Widely popular during its 1963 season, El Club del Clan was produced for the cinema in 1964. The show, however, quickly lost favor among its fickle teen audience and it was canceled later that year. Partial to the melancholy Tango, Lavié returned to the genre, recording with Osvaldo Fresedo and Horacio Salgán, among others. Lavié was soon cast in a number of theatre roles, debuting on the stage at the National Comedy Theatre in Gregorio de Laferrère's Locos de verano (Summer Madness). His performance earned him an invitation to Mexico City, where he was cast in the title role in a local production of Man of La Mancha in 1968. His 1964 film role also opened doors for Lavié in cinema and he starred in 17 films in subsequent years, notably Lautaro Murúa's Un guapo del 900 (The Cad) in 1971 and Leopoldo Torre Nilsson's Boquitas pintadas (Painted faces) in 1974. His marriage with Pinky became strained, resulting in their separation in 1974, and he subsequently married his current wife, Laura Basualdo. Continuing to perform in the theatre, as well as a tango vocalist and film actor, he accepted the leading roles in Bob Fosse's Pippin and in Nikos Kazantzakis' Zorba the Greek.

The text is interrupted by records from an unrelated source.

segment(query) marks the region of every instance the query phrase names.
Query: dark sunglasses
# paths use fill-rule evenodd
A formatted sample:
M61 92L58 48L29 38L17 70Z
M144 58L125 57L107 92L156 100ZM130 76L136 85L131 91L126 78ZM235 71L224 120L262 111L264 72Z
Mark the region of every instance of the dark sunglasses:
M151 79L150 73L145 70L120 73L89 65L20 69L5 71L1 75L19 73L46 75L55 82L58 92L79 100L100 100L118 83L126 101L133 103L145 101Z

Touring internationally in 1985 with Claudio Segovia and Héctor Orezzoli's Tango Argentino, Lavié's voice remained in great demand among Tango fans in Argentina and elsewhere. He joined Tango dancer Juan Carlos Copes and the cast of Manuel González Gil's De Borges a Piazzolla on their international tour in 1997 and returned to Broadway with Tango Argentino in 1999. He represented Argentina in the OTI Festival 1997 with the song "Sin tu mitad". He returned as Don Quixote in a Buenos Aires revival of Man of La Mancha in 2005, for which he received the Golden Ace, a prestigious Argentine award in the world of theatre. A versatile actor, he accepted the role of "Toddy" (a homosexual man) in a 2007 Argentine production of Victor/Victoria.